After years of building websites with WordPress and other PHP-based CMS platforms, I made a pivot that surprised even me: I moved to JavaScript.

Back in 2018, diving into the JavaScript ecosystem felt like stepping into an entirely different world. It was exciting, sometimes frustrating, and constantly evolving. But I didn’t make the leap just to chase trends—I did it because I wanted to grow. Repeating the same workflows day in and day out was beginning to box me in. I didn’t want to be seen as “just” a PHP developer.

(Not that there’s anything wrong with PHP—it’s a reliable workhorse. But it wasn’t the only label I wanted.)

Finding My Groove

Ironically, jumping into JavaScript sometimes made me feel the exact way I was trying to avoid: stuck. Outside of my work at GE Aerospace, where I contributed to their Auxiliary Design System, much of my Vue work began to feel repetitive—less flexible than my WordPress projects ever were.

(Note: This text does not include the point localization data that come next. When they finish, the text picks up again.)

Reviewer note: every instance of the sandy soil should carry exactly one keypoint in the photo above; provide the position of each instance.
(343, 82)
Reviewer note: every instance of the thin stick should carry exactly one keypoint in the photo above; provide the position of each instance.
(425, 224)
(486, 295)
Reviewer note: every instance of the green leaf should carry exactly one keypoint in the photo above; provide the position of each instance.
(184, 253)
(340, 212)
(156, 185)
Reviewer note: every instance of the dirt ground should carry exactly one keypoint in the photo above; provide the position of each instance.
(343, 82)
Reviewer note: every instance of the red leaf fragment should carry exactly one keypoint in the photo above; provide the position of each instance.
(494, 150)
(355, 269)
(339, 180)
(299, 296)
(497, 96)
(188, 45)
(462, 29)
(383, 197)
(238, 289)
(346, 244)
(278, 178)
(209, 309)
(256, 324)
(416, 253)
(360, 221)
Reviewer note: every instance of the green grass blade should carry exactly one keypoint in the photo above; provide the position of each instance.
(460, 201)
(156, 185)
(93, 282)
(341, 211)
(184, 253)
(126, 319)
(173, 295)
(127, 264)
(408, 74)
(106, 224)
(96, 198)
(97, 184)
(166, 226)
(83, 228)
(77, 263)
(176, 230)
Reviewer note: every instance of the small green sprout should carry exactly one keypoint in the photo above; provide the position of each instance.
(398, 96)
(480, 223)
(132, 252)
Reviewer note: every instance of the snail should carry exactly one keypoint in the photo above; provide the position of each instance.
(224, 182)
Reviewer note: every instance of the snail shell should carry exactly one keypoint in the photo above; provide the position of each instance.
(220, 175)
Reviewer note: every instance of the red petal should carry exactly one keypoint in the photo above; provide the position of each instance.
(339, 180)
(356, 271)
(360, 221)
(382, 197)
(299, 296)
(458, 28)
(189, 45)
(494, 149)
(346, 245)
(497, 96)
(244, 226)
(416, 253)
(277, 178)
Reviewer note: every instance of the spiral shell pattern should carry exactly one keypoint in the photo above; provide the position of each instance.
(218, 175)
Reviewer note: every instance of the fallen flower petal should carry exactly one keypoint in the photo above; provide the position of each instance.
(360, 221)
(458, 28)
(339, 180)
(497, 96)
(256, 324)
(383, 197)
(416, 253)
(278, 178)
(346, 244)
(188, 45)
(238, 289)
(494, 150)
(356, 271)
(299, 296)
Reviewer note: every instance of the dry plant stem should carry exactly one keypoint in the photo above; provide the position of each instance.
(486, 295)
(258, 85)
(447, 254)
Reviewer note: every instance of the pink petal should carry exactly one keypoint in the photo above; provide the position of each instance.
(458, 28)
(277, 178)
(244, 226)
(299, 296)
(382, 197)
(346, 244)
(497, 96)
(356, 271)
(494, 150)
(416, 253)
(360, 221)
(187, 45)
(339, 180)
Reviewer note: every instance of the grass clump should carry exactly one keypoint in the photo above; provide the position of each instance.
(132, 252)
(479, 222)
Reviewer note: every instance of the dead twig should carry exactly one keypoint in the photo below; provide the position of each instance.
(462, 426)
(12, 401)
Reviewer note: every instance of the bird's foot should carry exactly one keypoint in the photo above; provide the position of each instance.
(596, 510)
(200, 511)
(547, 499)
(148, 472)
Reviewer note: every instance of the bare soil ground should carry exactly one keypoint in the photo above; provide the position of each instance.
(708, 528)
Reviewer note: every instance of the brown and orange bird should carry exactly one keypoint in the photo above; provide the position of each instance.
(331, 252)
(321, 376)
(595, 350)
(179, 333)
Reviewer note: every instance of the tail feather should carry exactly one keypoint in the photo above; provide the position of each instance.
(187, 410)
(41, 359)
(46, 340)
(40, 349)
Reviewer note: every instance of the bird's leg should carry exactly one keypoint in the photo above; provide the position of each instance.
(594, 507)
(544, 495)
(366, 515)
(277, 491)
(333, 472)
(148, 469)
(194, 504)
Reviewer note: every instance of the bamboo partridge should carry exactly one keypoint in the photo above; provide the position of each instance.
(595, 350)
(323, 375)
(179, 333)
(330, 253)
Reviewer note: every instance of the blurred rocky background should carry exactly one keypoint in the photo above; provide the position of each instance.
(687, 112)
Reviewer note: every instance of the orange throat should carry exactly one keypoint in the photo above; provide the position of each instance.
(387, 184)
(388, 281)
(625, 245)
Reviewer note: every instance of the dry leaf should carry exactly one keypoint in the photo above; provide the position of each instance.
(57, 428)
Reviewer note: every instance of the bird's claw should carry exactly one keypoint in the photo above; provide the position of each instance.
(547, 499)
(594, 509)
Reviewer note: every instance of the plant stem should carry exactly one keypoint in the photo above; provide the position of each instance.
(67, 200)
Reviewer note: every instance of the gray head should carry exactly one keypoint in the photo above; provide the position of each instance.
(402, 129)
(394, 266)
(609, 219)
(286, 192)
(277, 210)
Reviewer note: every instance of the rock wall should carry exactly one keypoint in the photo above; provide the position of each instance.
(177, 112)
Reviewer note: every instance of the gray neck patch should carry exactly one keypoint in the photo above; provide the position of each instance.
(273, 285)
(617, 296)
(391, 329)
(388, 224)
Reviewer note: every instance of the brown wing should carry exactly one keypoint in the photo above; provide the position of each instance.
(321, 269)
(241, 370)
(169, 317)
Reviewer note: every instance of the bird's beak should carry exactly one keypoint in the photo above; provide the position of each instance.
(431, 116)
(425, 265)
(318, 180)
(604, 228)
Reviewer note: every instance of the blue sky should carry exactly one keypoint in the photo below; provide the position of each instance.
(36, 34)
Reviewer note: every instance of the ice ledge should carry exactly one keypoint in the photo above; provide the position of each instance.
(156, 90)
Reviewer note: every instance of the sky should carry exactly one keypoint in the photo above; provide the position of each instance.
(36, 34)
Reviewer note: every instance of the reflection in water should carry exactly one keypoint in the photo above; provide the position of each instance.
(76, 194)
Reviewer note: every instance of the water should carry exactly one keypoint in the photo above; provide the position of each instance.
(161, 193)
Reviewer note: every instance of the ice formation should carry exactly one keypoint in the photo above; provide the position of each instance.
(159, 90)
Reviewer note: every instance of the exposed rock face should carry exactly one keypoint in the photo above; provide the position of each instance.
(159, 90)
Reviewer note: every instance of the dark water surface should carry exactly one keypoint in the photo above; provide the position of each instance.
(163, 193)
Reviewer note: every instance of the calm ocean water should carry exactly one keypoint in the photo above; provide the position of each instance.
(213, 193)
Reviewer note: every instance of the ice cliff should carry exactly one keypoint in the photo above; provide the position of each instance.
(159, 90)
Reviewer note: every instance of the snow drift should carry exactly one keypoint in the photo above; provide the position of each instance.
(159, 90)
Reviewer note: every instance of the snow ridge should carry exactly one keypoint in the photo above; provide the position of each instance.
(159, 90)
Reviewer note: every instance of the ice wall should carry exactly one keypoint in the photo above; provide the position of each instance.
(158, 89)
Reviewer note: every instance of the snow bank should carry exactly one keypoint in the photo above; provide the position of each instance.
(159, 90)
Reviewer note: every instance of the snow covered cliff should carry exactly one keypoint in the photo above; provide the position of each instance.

Eventually, I found balance. I still love JavaScript, and I’ve come to appreciate the constant learning it demands. That curiosity is what drew me to a new tool.

I initially planned to build this site with Gatsby.js but somewhere along the way, Gatsby lost its spark. It felt like trying to plug into a party that had already moved to a better venue.

That better venue? Astro.

Why Astro?

Astro is a modern static site generator that feels tailor-made for developers like me: fast, lightweight, and refreshingly straightforward. The developer experience is top-tier, the documentation is solid, and the community is both active and welcoming.

This site you’re reading now? Built with Astro.

I’ll be sharing more soon. Design patterns, performance tweaks, content workflows, and lessons from building this platform. If you’re a WordPress developer curious about what’s next, Astro might just be your next stop, too.